La France est le seul pays à avoir un art officiel, où ses fonctionnaires inspecteurs de la création rejettent tout ce qui n’est pas conceptuel, pour s’aligner sur le système ACI. Le résultat est qu’il n’y a pas d’artistes français, (même conceptuels !) vraiment visibles internationalement. En France, la scène française n’est pas la priorité ni des institutions ni des collectionneurs : les conflits d’intérêts sont multiples car tout semble permis dès que le mot magique « art » est prononcé. Aucun autre pays n’agit ainsi de façon aussi radicale.
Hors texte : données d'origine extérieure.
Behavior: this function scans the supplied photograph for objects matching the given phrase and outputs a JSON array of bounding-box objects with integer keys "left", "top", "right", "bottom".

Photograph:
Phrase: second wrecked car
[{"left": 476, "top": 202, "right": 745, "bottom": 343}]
En Amérique, en Russie, en Chine, dans les autres pays d’Europe, coexistent les divers courants de l’art de la peinture au ready made, ils se concurrencent à l’intérieur des frontières, même si seuls sont cooptés pour le circuit international ceux qui répondent au label ACI. La situation française apparaît donc comme une exception… anti-culturelle, ce livre l’établit clairement.
Propos recueillis par Ch. Sourgins
- (1) L’expression est de Nathalie Obadia, galeriste qui enseigne à Sciences Po, auteur d’un livre sur le sujet mais d’un point de vue… plus « ACIquement » correct.